Por tudo quanto disseste, sentiste, amaste e escreveste, na luz deste país meridional, nos anos acorrentados, em que ousaste manifestar o teu desdém e a tua revolta; pelo 25 de Abril de 1974, que tu cantaste, como ninguém mais o fez, em cinco versos apenas, com uma simplicidade única, que tem a marca do teu génio; pela tua vida íntegra, corajosa e apaixonada, SOPHIA, há muito que merecias a homenagem, que só dez anos depois te prestaram..

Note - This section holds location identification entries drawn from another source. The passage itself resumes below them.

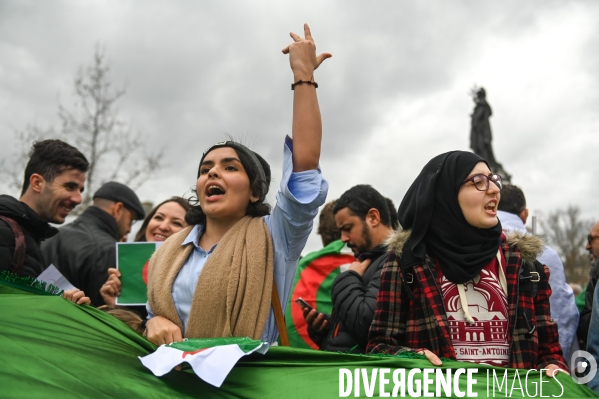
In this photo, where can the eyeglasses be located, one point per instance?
(481, 181)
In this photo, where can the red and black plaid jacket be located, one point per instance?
(404, 321)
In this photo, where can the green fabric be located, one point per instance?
(246, 344)
(580, 299)
(131, 258)
(52, 348)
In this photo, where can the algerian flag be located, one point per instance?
(211, 358)
(313, 283)
(132, 262)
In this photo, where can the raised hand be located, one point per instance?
(112, 287)
(160, 330)
(76, 296)
(302, 55)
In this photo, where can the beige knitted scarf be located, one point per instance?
(233, 294)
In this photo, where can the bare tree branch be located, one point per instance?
(92, 125)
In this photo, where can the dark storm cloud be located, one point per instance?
(396, 86)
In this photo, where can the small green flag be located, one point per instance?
(132, 262)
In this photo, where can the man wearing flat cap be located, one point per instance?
(84, 249)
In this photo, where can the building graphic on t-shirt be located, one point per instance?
(484, 341)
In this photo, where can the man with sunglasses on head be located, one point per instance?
(512, 214)
(585, 316)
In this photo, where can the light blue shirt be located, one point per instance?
(299, 197)
(562, 302)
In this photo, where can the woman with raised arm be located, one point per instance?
(216, 277)
(454, 285)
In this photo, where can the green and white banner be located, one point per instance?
(53, 348)
(132, 262)
(210, 358)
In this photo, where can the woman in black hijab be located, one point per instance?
(455, 286)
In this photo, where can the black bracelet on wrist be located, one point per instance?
(299, 82)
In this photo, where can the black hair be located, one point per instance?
(141, 234)
(512, 200)
(327, 227)
(258, 186)
(360, 199)
(49, 158)
(392, 213)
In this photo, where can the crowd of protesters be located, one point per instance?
(452, 274)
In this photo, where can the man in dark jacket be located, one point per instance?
(85, 249)
(54, 180)
(363, 217)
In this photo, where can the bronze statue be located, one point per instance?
(480, 132)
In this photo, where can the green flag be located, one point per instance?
(132, 262)
(313, 283)
(52, 348)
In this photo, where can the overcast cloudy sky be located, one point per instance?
(394, 95)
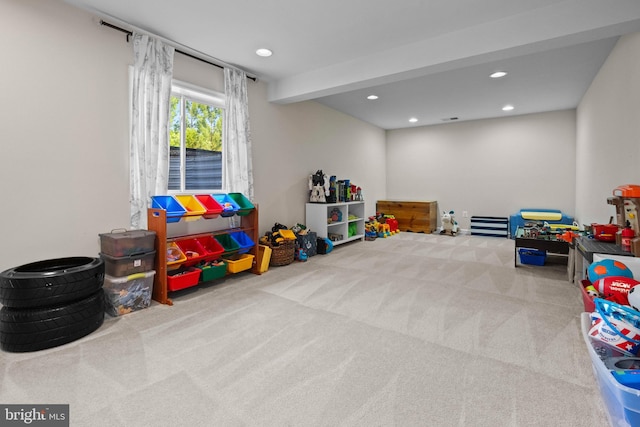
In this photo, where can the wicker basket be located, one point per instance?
(283, 254)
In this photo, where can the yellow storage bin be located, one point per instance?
(264, 257)
(194, 208)
(239, 263)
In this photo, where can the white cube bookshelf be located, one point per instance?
(318, 219)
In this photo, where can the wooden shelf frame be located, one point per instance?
(157, 221)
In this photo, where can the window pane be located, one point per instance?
(203, 139)
(174, 144)
(202, 145)
(204, 169)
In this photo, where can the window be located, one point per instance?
(195, 139)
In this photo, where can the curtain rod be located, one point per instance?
(130, 33)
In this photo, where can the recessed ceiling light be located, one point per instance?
(264, 52)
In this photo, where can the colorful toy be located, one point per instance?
(318, 187)
(384, 230)
(607, 267)
(449, 224)
(592, 292)
(615, 288)
(634, 298)
(335, 216)
(371, 231)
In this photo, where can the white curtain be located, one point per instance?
(238, 168)
(150, 104)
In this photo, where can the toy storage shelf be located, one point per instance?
(352, 216)
(157, 221)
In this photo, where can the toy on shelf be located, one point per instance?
(383, 230)
(334, 216)
(371, 230)
(318, 187)
(449, 224)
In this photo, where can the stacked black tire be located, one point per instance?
(49, 303)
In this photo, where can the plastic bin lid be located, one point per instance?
(132, 256)
(127, 234)
(124, 279)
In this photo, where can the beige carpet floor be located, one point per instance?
(412, 330)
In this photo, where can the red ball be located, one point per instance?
(615, 288)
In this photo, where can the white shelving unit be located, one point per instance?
(318, 219)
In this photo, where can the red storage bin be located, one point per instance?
(589, 305)
(193, 250)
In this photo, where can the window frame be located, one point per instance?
(191, 92)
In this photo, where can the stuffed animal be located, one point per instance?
(449, 224)
(318, 187)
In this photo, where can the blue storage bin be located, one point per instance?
(622, 402)
(532, 256)
(175, 210)
(229, 206)
(244, 241)
(245, 205)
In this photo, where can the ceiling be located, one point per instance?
(428, 59)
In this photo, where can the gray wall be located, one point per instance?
(608, 132)
(65, 174)
(486, 167)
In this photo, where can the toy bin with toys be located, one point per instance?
(127, 265)
(532, 256)
(244, 204)
(120, 243)
(126, 294)
(183, 278)
(211, 206)
(622, 402)
(212, 270)
(192, 205)
(229, 206)
(239, 262)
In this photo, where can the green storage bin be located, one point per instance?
(212, 272)
(228, 243)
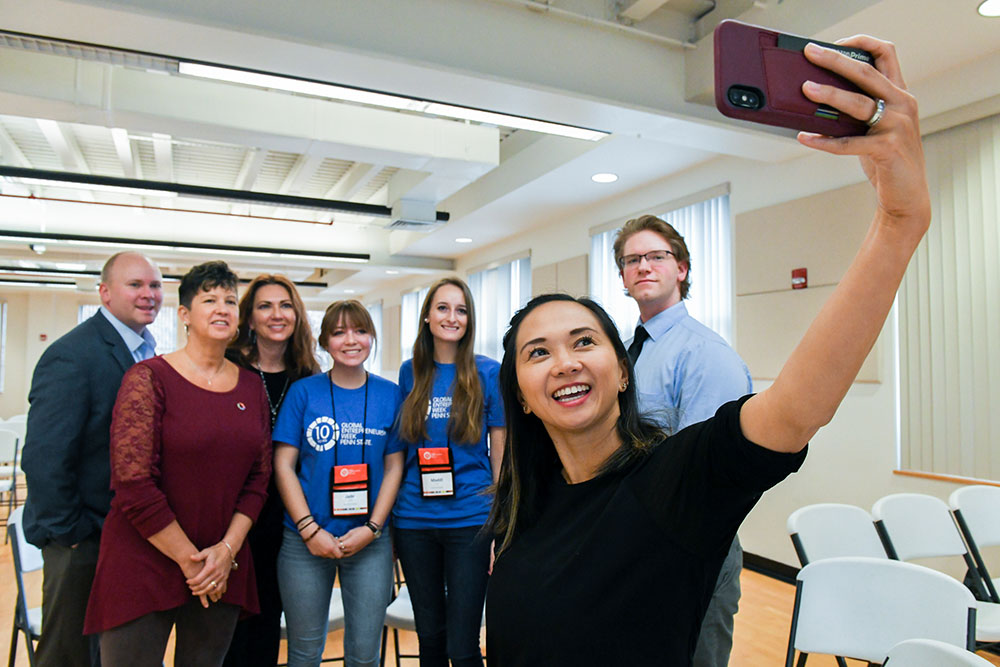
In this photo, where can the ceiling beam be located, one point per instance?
(641, 9)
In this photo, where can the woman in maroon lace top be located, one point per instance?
(190, 461)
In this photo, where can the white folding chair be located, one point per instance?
(977, 512)
(862, 607)
(915, 525)
(931, 653)
(833, 530)
(27, 558)
(335, 620)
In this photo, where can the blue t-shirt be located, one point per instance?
(473, 473)
(306, 422)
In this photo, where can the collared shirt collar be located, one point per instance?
(663, 321)
(133, 341)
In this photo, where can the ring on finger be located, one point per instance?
(879, 111)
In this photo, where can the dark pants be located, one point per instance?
(257, 638)
(446, 573)
(68, 574)
(715, 641)
(202, 636)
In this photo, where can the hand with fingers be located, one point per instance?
(891, 152)
(211, 581)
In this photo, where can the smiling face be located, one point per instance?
(655, 287)
(273, 315)
(448, 317)
(567, 371)
(213, 314)
(349, 344)
(133, 292)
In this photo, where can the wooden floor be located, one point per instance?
(760, 637)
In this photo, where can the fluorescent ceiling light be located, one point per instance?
(384, 100)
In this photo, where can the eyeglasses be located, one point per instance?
(653, 257)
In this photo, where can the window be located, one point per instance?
(164, 328)
(409, 316)
(949, 366)
(498, 293)
(3, 342)
(707, 231)
(374, 363)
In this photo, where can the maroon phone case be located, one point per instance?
(748, 56)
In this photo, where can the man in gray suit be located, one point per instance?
(66, 462)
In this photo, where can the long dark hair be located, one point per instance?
(466, 422)
(300, 359)
(529, 457)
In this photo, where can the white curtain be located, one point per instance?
(498, 293)
(949, 313)
(409, 314)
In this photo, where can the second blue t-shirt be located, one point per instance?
(306, 422)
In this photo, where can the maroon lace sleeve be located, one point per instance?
(135, 451)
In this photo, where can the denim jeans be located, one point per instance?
(446, 572)
(306, 583)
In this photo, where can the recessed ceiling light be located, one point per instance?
(604, 177)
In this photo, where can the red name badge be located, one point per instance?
(437, 476)
(349, 489)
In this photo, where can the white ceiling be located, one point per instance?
(647, 81)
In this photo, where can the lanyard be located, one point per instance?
(364, 420)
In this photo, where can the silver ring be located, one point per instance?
(879, 110)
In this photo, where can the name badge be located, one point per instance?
(437, 474)
(349, 487)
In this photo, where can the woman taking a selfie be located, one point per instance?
(338, 468)
(452, 422)
(190, 460)
(273, 341)
(610, 537)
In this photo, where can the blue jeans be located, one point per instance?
(446, 571)
(306, 583)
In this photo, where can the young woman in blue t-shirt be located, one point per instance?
(338, 471)
(452, 421)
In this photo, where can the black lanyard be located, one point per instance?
(364, 420)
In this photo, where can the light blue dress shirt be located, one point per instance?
(142, 347)
(686, 371)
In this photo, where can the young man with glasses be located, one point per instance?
(684, 373)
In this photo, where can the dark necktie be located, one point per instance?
(636, 347)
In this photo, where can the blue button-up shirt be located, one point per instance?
(686, 371)
(141, 346)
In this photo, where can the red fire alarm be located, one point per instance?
(799, 279)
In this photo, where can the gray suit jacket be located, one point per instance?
(65, 459)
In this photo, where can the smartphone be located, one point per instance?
(759, 75)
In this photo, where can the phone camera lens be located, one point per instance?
(746, 98)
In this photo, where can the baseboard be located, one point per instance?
(771, 568)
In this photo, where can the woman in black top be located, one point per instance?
(274, 340)
(609, 536)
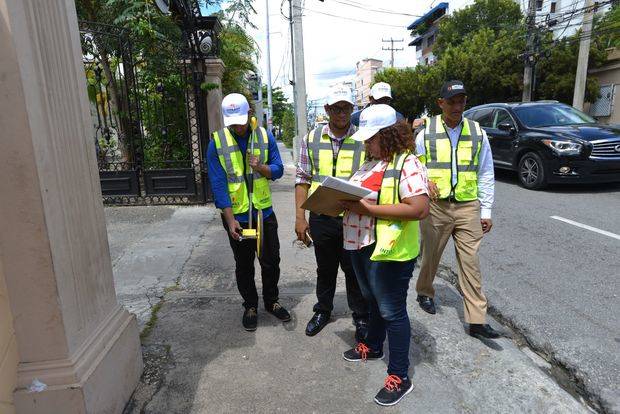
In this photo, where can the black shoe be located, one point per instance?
(316, 323)
(361, 353)
(427, 304)
(393, 391)
(483, 331)
(250, 319)
(279, 312)
(361, 330)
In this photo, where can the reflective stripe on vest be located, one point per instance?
(438, 158)
(321, 154)
(396, 240)
(238, 171)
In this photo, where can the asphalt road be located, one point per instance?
(558, 283)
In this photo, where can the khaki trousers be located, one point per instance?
(462, 222)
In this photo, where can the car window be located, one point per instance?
(551, 115)
(502, 117)
(484, 117)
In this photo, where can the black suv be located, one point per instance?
(550, 142)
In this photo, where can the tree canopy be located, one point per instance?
(482, 45)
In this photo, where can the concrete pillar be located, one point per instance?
(214, 73)
(8, 351)
(70, 331)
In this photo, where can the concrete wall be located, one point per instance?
(609, 74)
(8, 351)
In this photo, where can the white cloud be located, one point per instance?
(333, 45)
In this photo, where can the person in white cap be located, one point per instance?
(380, 93)
(381, 232)
(328, 150)
(229, 164)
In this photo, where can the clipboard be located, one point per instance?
(326, 199)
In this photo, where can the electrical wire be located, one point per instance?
(350, 18)
(361, 6)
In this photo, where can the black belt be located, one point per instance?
(451, 199)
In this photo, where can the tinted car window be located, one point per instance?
(484, 117)
(551, 115)
(502, 117)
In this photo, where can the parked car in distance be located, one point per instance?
(550, 142)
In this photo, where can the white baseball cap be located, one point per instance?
(339, 93)
(235, 109)
(381, 90)
(373, 119)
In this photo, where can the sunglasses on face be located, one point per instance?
(341, 109)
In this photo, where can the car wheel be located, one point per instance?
(532, 172)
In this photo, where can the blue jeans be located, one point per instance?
(384, 285)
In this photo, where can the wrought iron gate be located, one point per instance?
(149, 118)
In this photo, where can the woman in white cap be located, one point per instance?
(381, 231)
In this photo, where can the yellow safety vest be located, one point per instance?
(238, 170)
(323, 161)
(438, 158)
(396, 240)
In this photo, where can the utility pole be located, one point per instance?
(582, 60)
(529, 53)
(269, 96)
(391, 48)
(299, 81)
(258, 104)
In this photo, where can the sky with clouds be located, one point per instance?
(337, 34)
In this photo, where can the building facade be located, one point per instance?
(365, 71)
(564, 17)
(424, 33)
(606, 108)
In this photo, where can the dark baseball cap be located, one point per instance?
(452, 88)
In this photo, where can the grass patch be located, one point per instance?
(148, 327)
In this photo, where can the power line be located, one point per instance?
(392, 49)
(385, 11)
(350, 18)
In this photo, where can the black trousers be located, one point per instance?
(326, 233)
(245, 252)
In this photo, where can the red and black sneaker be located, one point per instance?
(393, 391)
(361, 353)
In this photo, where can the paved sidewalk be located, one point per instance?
(200, 360)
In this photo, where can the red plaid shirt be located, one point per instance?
(304, 166)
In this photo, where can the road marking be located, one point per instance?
(585, 226)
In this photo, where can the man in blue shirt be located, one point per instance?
(229, 177)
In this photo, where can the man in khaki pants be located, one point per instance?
(458, 159)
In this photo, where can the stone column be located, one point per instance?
(214, 73)
(8, 351)
(70, 331)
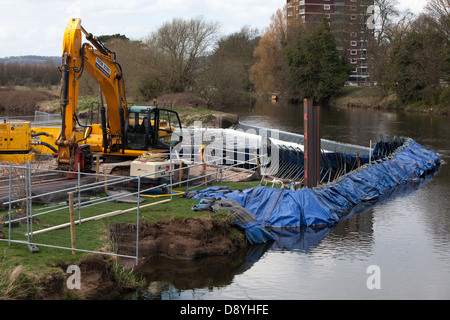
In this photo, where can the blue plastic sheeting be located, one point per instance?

Esta foi, de outra forma, "a madrugada que eu esperava" e tu, Poeta maior de todos os nossos tempos, passados e atuais, tu és "Puro espírito do êxtase e do vento", que, "Na clara paisagem essencial e pobre", viveste sempre "segundo a lei da liberdade, /Segundo a lei da exacta eternidade." (In No Tempo Dividido)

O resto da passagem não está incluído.